Literature DB >> 21334338

A revised model for end-stage liver disease optimizes prediction of mortality among patients awaiting liver transplantation.

Michael D Leise1, W Ray Kim, Walter K Kremers, Joseph J Larson, Joanne T Benson, Terry M Therneau.   

Abstract

BACKGROUND & AIMS: The Model for End Stage Liver Disease (MELD) was originally developed based on data from patients who underwent the transjugular intrahepatic portosystemic shunt procedure. An updated MELD based on data from patients awaiting liver transplantation should improve mortality prediction and allocation efficiency.
METHODS: Wait-list data from adult primary liver transplantation candidates from the Organ Procurement and Transplantation Network were divided into a model derivation set (2005-2006; n=14,214) and validation set (2007-2008; n=13,945). Cox regression analysis was used to derive and validate an optimized model that updated coefficients and upper and lower bounds for MELD components and included serum levels of sodium.
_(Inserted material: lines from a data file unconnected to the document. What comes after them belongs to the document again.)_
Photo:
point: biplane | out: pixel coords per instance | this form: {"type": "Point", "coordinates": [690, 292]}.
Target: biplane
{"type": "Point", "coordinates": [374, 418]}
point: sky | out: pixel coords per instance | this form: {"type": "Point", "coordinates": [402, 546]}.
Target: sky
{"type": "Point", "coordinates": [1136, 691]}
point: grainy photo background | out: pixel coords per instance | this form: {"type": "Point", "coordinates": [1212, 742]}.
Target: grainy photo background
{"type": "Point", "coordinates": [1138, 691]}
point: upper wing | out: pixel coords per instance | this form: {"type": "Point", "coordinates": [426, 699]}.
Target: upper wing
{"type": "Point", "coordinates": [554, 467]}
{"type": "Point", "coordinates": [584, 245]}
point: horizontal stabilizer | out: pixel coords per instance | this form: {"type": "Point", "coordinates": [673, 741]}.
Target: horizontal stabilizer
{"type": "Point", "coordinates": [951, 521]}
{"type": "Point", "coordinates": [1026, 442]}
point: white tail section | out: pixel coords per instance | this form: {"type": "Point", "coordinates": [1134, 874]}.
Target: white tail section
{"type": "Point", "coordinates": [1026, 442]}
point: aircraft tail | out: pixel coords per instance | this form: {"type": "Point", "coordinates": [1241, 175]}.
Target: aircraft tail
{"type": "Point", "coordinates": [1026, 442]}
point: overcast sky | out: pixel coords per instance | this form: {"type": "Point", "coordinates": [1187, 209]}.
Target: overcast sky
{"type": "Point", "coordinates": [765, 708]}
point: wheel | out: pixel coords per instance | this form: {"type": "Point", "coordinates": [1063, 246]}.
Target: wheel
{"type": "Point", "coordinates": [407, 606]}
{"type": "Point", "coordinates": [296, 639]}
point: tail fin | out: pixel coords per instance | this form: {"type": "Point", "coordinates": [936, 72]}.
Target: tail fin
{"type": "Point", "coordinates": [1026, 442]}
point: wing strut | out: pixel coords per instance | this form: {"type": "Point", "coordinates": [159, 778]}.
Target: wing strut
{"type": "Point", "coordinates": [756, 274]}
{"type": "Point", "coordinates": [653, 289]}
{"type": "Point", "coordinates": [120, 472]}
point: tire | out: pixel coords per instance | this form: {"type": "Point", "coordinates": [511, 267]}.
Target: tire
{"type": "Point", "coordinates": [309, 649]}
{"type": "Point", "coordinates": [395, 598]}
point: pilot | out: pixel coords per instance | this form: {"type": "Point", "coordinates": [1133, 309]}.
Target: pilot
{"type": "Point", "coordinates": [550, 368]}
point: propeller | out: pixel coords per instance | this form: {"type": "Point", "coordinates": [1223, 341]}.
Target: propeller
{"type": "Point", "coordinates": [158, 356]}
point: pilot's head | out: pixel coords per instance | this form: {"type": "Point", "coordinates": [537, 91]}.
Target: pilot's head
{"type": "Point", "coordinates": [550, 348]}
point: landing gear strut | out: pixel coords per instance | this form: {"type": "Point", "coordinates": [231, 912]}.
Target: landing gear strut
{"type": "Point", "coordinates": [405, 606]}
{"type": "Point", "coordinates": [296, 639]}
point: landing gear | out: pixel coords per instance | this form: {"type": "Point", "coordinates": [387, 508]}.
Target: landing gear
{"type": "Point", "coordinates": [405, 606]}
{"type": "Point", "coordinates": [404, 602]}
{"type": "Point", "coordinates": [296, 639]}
Main outcomes measure was ability to predict 90-day mortality of patients on the liver transplantation wait list.
RESULTS: Optimized MELD score updated coefficients and implemented new upper and lower bounds for creatinine (0.8 and 3.0 mg/dL, respectively) and international normalized ratio (1 and 3, respectively). Serum sodium concentrations significantly predicted mortality, even after adjusting for the updated MELD model. The final model, based on updated fit of the 4 variables (ie, bilirubin, creatinine, international normalized ratio, and sodium) had a modest yet statistically significant gain in discrimination (concordance: 0.878 vs 0.865; P<.01) in the validation dataset. Utilization of the new score could affect up to 12% of patients (based on changed score for 459 of 3981 transplants in the validation set).
CONCLUSIONS: Modification of MELD score to update coefficients, change upper and lower bounds, and incorporate serum sodium levels improved wait-list mortality prediction and should increase efficiency of allocation of donated livers.
Copyright © 2011 AGA Institute. Published by Elsevier Inc. All rights reserved.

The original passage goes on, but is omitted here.